Astronomers have discovered a potential new planet locked in a death spiral
They next want to compare the results with the few other hot Jupiter-style planets out there to more accurately predict how planetary tides affect stars and vice-versa. “It likely formed farther away from the star and has migrated into a point where it’s being destroyed”, says lead author Christopher Johns-Krull, an astronomer at Rice University.
This is only possible because the planet is so close to the star, at about 2.5 million kilometres away. They concluded that it actually causes disruptive tides on the star that change its orbital speed. The planet is some 1,100 light-years from Earth and far too near to the star it orbits, this make it hot and likely in danger. However, young PTFO8-8695 b and its early decaying condition indicated that it is something unique and special. We know there are close-orbiting planets around middle-aged stars that are presumably in stable orbits. It’s also incredibly rare: Before it was discovered in 2012, scientists didn’t think that gas giants could exist around stars as young as its host.
John-Krull released his findings, which will be published in the Astrophysical Journal later this year, on the academic paper sharing website arXiv this week. The team that compiled the evidence was co-led by Johns-Krull and Lowell Observatory astronomer Lisa Prato and included 10 co-authors from Rice, Lowell, the University of Texas at Austin, NASA, the California Institute of Technology and Spain’s National Institute of Aerospace.
Astronomers using the Hungarian-made Automated Telescope Network-South Exoplanet Survey spotted the big, gassy world around a star dubbed HATS-18, which is nearly identical in size and temperature to our sun. “We just sat on the star for a whole night”. So there was some skepticism that a planet had really been found.
PTFO 8-8695 b was first identified several years ago, when another team of researchers began noticing regular dips in the brightness of the star it orbits.
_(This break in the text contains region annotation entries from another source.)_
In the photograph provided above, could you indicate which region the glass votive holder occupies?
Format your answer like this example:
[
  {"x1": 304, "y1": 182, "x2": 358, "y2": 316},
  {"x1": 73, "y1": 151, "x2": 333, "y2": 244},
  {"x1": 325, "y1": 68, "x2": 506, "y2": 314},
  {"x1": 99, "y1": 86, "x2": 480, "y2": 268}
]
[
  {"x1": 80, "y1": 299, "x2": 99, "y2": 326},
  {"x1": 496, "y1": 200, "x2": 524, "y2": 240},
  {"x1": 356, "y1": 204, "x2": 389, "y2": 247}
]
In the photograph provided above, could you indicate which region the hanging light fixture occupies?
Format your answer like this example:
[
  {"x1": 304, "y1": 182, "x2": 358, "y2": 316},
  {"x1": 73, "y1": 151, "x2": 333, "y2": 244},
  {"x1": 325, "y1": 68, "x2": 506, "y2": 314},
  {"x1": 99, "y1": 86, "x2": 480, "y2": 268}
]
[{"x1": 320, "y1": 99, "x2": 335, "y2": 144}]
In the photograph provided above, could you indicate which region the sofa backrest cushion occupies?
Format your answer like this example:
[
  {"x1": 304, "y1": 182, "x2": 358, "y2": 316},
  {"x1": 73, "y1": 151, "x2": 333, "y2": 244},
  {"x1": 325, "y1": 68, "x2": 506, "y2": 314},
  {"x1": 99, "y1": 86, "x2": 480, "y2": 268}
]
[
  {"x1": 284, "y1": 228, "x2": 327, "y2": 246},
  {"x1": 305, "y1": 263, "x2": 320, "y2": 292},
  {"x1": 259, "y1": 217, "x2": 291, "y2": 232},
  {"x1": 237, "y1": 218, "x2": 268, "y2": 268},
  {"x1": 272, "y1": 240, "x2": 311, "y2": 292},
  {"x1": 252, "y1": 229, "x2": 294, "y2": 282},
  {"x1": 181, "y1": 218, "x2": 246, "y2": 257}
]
“The H alpha emission is very strong, nearly as strong as what’s coming from the star, even though the planet is only 3 percent of the size of the star”, John-Krull said.
“We don’t yet have absolute proof this is a planet because we don’t yet have a firm measure of the planet’s mass, but our observations go a long way toward verifying this really is a planet”, said Johns-Krull. “The gas has to be filling a much larger region where the gravity of the planet is no longer strong enough to hold on to it”.
The same thing happens in the Earth-moon system: Earth spins faster on its axis than the moon orbits around us, so the moon is moving away. “Does it eventually stop losing mass, or does it keep going until it falls into the star?”
List of planets observed in the universe has been increasing. But while young stars and their planets offer a valuable research subject for scientists, they’re not always easy to study – or even find.